TALK: Ethics, Animality and Ahuman Theory
Patricia MacCormack (English, Communication, Film and Media, Anglia Ruskin University)
Tuesday, November 5 / 4:00 PM
McCune Conference Room, 6020 HSSB
This talk seeks to radically alter trajectories by which the term ‘animal’ is understood, both in nonhuman and human incarnations. It is founded on the urgent ethical imperative to think animality differently and beyond humanism in order to project ecosophical futures. It is premised on two key themes: an absolute critique and repudiation of speciesist discourse, and a desire to liberate subjectivity from human discourse and subjectification. The paper asks: what can the human be as its own animal, at once no longer fetishising non-human animals, and also giving up the majoritarian species category human toward ahuman theory — an ethics of absolute alterity? What takes us from human systems of thought, acknowledging ourselves as lives without the intervention of excluding and oppressive human discourse? The catalysts for this are limitless. Some examples could be found in certain forms of art encounters, libidinal events, abstraction, literary and filmic experiences, political activism, transgressive practices, ecosophical and chaosmotic becomings, any examples which take us to the outside. Ultimately the question of care toward material alterity, ethics and care is: “what makes possible our thinking beyond thought within a human episteme?” This question is one which must be addressed in order to truly liberate all organic bodies from oppression toward freedom of expressivity and becomings.

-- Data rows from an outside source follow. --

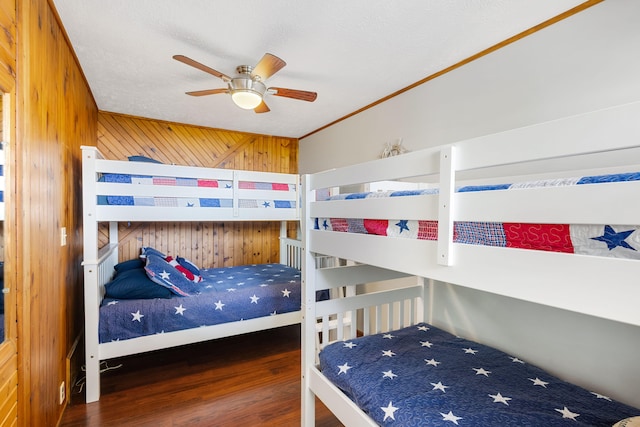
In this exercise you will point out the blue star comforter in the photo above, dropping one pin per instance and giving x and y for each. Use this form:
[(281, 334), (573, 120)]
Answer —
[(424, 376), (225, 295)]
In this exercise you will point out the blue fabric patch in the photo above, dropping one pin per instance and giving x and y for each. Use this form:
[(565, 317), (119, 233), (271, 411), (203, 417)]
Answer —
[(401, 193), (131, 264), (356, 196), (134, 284), (210, 203), (164, 274), (188, 265), (618, 177), (286, 204), (469, 188), (148, 250), (480, 233)]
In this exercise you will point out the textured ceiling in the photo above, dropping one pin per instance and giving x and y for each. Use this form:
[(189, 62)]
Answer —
[(351, 52)]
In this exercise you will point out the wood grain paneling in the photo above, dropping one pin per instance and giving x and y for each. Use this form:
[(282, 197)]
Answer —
[(56, 114), (208, 244), (8, 346)]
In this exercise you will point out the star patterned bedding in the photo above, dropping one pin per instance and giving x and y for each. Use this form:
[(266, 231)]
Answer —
[(612, 240), (214, 202), (224, 295), (424, 376)]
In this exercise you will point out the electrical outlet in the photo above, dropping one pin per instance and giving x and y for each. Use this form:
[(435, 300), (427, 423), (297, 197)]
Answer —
[(63, 393)]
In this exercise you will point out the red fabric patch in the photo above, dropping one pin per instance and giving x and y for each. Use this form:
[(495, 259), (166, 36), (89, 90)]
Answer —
[(376, 226), (245, 185), (186, 273), (542, 237), (207, 183), (427, 230), (339, 224)]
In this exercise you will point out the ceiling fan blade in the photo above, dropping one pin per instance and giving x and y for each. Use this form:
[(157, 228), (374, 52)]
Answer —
[(267, 67), (262, 108), (208, 92), (302, 95), (201, 67)]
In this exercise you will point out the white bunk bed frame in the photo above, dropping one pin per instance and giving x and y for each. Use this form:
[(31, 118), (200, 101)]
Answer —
[(565, 147), (99, 262)]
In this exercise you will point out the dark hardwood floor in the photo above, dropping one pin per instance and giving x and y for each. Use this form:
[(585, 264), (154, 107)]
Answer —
[(248, 380)]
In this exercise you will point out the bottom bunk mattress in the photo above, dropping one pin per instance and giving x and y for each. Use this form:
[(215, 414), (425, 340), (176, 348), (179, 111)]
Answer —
[(224, 295), (424, 376)]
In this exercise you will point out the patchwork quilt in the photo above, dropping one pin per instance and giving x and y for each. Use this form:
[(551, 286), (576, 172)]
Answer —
[(612, 240), (424, 376), (191, 201)]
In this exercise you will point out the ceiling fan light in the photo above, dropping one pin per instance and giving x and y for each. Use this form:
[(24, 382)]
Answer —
[(246, 99)]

Patricia MacCormack’s principal research interests are in continental philosophy, particularly the works of Deleuze, Guattari, Irigaray, Foucault, Bataille, Serres, Lyotard and Blanchot and she has published extensively in these areas. She has also written on a diverse range of issues such as body modification, performance art, monster theory and European horror film.
Sponsored by the IHC’s The Value of Care series and the Leverhulme Trust.